ALKYLATION DAMAGE, DNA-REPAIR AND MUTAGENESIS IN HUMAN-CELLS

17 human cell lines that differ significantly in level of O6-alkylguanine-DNA alkyltransferase (AGT) activity were identified by comparing their sensitivity to the cytotoxic effect of N-methyl-N′-nitro-N-nitrosoguanidine (MNNG) and determining the level of AGT activity in cell extracts from the various lines by measuring the decrease in radiolabeled O6-methylguanine from DNA, using high-performance liquid chromatography. 9 lines exhibited high levels of AGT activity, 2 showed an intermediate level (25-50% of the mean of those with the higher levels), and 6 exhibited very low or virtually undetectable levels of AGT. Included were several lines that are very deficient in capacity for nucleotide excision repair. When representatives from the 3 categories of cell lines defined by the level of AGT activity were compared for sensitivity to the cytotoxic and mutagenic effect of MNNG, they showed an inverse correlation between the degree of cell killing and frequency of mutants induced and the level of AGT activity. The cells' capacity for nucleotide excision repair did not affect these results.
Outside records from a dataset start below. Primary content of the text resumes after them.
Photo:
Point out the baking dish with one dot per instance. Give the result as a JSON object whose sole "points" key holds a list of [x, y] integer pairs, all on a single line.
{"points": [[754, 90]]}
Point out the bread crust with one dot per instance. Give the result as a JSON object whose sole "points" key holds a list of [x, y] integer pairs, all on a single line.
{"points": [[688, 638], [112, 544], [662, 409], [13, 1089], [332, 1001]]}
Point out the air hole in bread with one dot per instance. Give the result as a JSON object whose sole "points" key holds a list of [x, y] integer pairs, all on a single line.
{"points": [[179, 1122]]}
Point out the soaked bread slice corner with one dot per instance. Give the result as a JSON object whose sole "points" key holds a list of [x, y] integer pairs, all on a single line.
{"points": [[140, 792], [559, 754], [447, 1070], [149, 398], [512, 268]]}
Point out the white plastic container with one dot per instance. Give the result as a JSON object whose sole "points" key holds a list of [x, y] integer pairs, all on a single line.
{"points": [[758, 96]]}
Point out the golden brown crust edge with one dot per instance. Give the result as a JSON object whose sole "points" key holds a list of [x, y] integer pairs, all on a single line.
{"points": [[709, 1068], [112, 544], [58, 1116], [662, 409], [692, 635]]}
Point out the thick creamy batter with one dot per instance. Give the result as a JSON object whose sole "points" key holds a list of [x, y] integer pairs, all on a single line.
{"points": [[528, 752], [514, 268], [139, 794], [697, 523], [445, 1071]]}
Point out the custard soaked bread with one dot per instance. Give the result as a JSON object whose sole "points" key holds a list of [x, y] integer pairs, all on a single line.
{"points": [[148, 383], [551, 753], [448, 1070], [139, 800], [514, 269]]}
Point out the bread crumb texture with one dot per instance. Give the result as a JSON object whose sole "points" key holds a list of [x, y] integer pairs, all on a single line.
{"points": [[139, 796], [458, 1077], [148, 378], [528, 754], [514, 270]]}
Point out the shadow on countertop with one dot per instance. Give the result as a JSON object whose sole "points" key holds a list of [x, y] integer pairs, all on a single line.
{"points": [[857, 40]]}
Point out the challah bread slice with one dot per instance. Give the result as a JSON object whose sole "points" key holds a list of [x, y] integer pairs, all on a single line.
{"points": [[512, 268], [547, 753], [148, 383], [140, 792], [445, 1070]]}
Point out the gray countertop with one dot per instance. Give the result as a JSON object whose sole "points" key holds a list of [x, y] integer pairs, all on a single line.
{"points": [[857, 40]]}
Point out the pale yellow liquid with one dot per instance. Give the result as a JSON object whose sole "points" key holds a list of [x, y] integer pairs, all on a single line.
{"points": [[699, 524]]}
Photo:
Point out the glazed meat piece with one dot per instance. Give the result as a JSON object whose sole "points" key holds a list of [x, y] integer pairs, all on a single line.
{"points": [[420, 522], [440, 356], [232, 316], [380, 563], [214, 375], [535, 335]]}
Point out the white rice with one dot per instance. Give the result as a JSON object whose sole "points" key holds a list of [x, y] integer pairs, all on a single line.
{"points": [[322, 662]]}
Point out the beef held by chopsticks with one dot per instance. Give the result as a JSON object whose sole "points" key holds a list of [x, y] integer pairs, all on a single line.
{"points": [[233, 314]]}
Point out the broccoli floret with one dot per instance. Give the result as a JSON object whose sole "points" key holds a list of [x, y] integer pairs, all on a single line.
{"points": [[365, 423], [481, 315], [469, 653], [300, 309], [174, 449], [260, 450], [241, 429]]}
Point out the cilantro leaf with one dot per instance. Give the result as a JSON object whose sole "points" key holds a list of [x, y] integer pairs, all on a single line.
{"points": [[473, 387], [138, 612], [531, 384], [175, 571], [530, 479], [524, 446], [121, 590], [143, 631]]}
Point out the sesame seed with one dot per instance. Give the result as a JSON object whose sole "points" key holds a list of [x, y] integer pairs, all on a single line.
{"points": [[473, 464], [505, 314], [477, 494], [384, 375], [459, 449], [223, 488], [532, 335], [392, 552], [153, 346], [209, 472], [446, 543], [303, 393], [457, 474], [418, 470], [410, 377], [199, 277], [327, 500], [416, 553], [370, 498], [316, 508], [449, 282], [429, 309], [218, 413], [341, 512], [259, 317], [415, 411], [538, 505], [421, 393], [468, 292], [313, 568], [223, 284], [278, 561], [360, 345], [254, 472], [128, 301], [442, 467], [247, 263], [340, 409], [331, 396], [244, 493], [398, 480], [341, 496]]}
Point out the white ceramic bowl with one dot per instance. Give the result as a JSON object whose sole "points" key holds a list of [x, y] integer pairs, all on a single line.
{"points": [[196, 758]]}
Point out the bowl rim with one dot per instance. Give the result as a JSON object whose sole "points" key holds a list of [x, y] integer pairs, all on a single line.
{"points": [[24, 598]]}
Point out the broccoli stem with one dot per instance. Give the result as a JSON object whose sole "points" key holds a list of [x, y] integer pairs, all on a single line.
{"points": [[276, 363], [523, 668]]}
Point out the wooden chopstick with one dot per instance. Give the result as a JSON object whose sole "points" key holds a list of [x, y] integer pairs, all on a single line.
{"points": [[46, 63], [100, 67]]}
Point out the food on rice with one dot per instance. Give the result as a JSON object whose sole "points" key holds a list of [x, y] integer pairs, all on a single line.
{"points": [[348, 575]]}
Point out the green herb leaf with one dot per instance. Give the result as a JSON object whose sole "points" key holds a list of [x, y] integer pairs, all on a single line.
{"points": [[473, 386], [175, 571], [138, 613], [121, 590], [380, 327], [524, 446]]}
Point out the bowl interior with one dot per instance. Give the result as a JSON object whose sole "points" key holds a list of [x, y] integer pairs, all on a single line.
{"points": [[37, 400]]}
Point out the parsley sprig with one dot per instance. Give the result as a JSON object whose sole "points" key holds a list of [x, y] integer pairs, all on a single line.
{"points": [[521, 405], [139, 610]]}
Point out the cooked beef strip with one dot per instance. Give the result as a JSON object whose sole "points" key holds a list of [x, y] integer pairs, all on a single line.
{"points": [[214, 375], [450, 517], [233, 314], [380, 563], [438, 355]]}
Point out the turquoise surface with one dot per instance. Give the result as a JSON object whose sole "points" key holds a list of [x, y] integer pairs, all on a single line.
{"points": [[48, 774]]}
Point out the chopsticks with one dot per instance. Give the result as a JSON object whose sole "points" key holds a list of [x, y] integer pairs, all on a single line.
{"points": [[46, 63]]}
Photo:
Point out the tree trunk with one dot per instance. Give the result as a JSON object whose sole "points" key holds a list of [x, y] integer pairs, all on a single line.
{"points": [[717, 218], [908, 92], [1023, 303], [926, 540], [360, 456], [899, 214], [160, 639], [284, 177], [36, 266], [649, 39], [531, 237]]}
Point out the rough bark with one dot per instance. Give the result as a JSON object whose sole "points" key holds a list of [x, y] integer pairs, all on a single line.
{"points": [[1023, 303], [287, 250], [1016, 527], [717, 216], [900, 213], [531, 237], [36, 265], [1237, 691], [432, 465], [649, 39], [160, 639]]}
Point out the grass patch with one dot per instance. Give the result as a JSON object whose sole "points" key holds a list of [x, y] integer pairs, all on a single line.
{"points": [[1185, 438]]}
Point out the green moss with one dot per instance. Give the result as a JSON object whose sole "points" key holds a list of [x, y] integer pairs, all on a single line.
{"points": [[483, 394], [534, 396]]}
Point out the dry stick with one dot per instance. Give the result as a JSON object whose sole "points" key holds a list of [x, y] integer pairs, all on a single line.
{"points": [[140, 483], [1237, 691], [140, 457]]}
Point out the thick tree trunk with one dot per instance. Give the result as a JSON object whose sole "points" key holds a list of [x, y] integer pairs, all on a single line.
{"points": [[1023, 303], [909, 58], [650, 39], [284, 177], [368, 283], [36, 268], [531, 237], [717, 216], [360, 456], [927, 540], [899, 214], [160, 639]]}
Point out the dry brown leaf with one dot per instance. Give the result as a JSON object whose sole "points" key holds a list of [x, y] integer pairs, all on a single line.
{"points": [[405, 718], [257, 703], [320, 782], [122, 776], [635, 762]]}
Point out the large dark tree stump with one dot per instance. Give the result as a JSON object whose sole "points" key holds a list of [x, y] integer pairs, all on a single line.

Exposure of cells with a high level of AGT activity to O6-methylguanine in the medium reduced the AGT activity 60-80%. These pre-treated cells exhibited a significantly higher frequency of MNNG-induced mutants than did cells that were not pre-treated, suggesting that the O6-methylguanine lesion in DNA is responsible for a significant proportion of the mutations induced. Cell strains containing substrates for assaying intrachromosomal homologous recombination were constructed using parental cell lines from each of the 3 categories of AGT activity. These strains showed an inverse correlation between the level of AGT activity and the frequency of MNNG-induced recombination. When various cell lines representing the 3 categories of AGT activity were compared for sensitivity to ethylnitrosourea, the results were consistent with AGT and nucleotide excision repair playing a role in preventing cell killing and mutation induction by this agent. © 1990.